Protective effect of genetically modified cord blood on spinal cord injury in rats
Transplantation of genetically modified cells carrying a transgene has a greater stimulating effect on the central nervous system after traumatic injury. During spinal cord injury, the extensive area adjacent to the epicenter of the injury is involved in the pathological process. In order to achieve complete therapeutic action, the transgene must be delivered not only to the epicenter of traumatic injury but also to those surrounding areas.
Two transgenes such as vascular endothelial growth factor (VEGF) and glial cell-derived neurotrophic factor (GDNF) proved to be beneficial for the maintenance of viability of a number of cell populations in the spinal cord, including the motor neurons.
VEGF stimulates neurogenesis and axonal growth as well as the rapid reproduction of astrocytes, neural stem, and Schwann cells. GDNF reduces apoptosis and tissue degeneration, supports expression of neurofilament protein, calcitonin gene-related peptide (CGRP) and growth associated protein 43.
For this study, researchers of Kazan Federal University and Kazan State Medical University chose human umbilical cord blood mononuclear cells (UCB-MCs), which are easy to produce and safe, and have low immunogenicity and the potential to increase neuroregeneration. Cord blood cells were transduced with genes VEGF and GDNF.

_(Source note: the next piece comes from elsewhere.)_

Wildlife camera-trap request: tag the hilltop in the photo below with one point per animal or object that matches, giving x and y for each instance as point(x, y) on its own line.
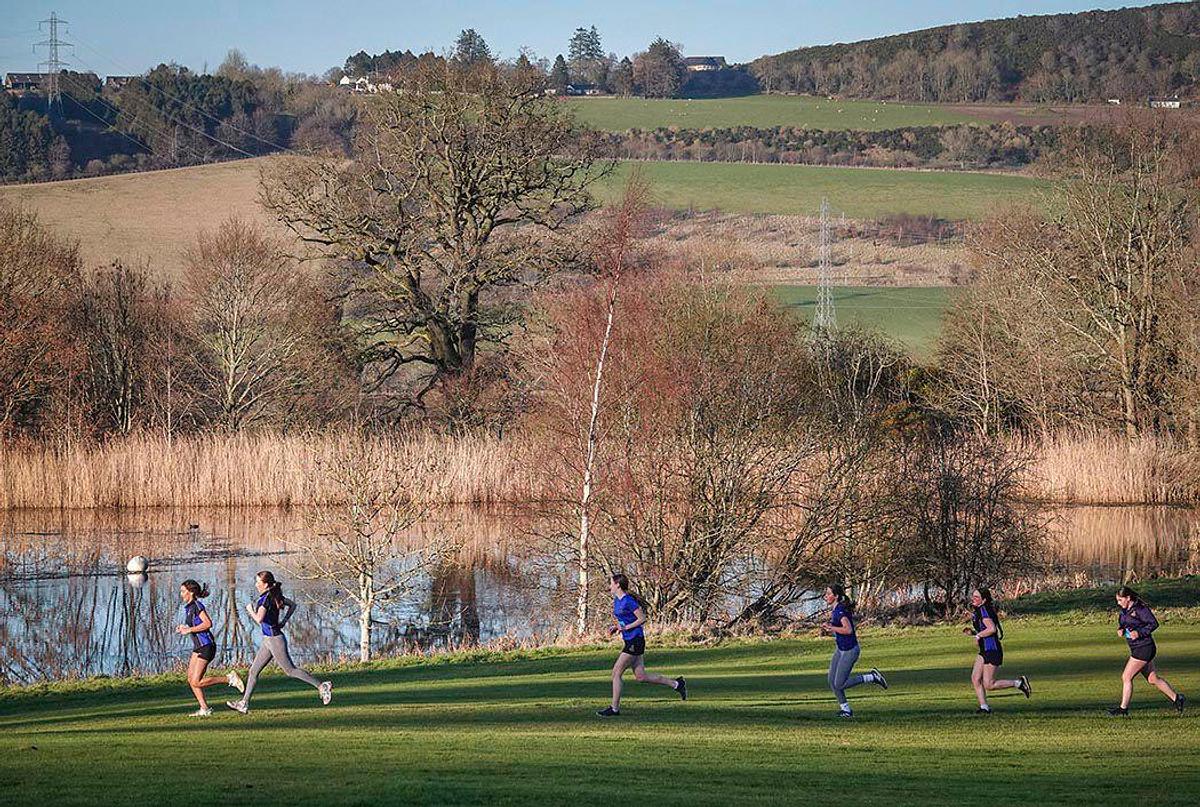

"Considering the action of VEGF and GDNF through different receptors and pathways, we hypothesized that the simultaneous delivery of these two therapeutic genes would promote synergistic neuroprotective effects.

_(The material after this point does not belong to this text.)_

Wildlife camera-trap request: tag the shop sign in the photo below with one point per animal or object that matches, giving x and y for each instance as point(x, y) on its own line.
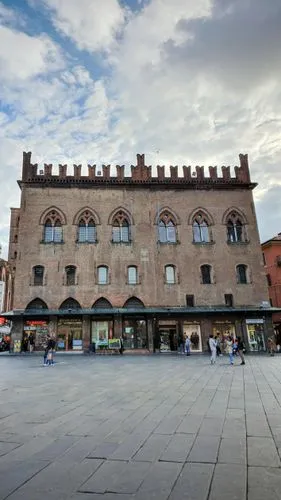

Thus, using a rat contusion spinal cord injury model, we examined the efficacy of the construct on tissue sparing, glial scar severity, the extent of axonal regeneration, recovery of motor function, and analyzed the expression of the recombinant genes VEGF and GNDF in vitro and in vivo," says co-author Yana Mukhamedshina.

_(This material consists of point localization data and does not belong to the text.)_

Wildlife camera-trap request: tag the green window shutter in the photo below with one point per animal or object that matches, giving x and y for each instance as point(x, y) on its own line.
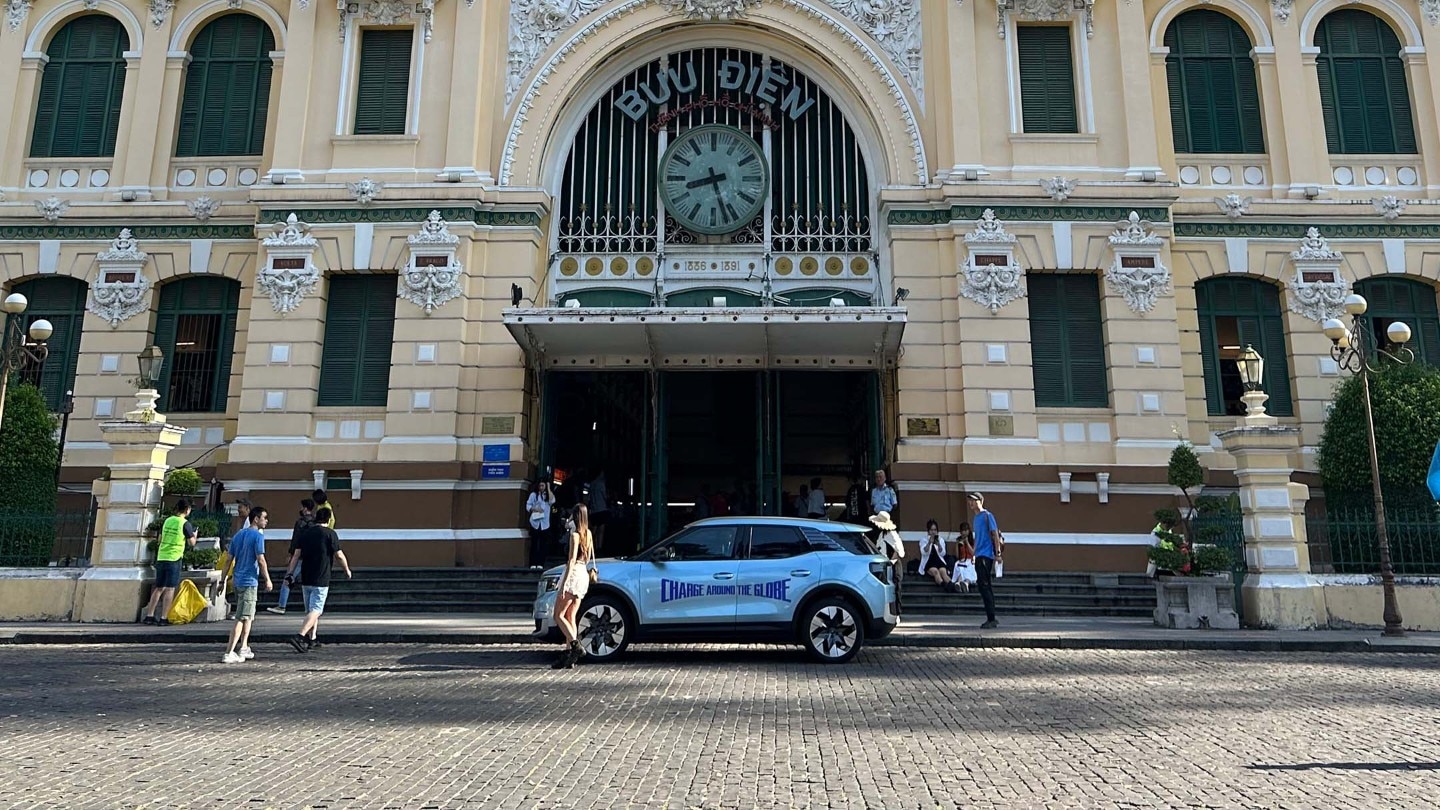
point(1211, 78)
point(1047, 85)
point(223, 108)
point(81, 90)
point(1364, 90)
point(354, 365)
point(1067, 340)
point(383, 88)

The results show that the adenoviral vectors encoding VEGF and GDNF, used to transduce UCB-MCs, are effective and stable in these cells following transplantation.
The construct managed to increase tissue sparing and numbers of spared/regenerated axons, reduce glial scar formation and promote behavioral recovery when transplanted immediately after a rat contusion spinal cord injury. Researchers conclude that genetically modified human umbilical cord blood cells are a promising strategy for enhancing post-traumatic spinal cord regeneration.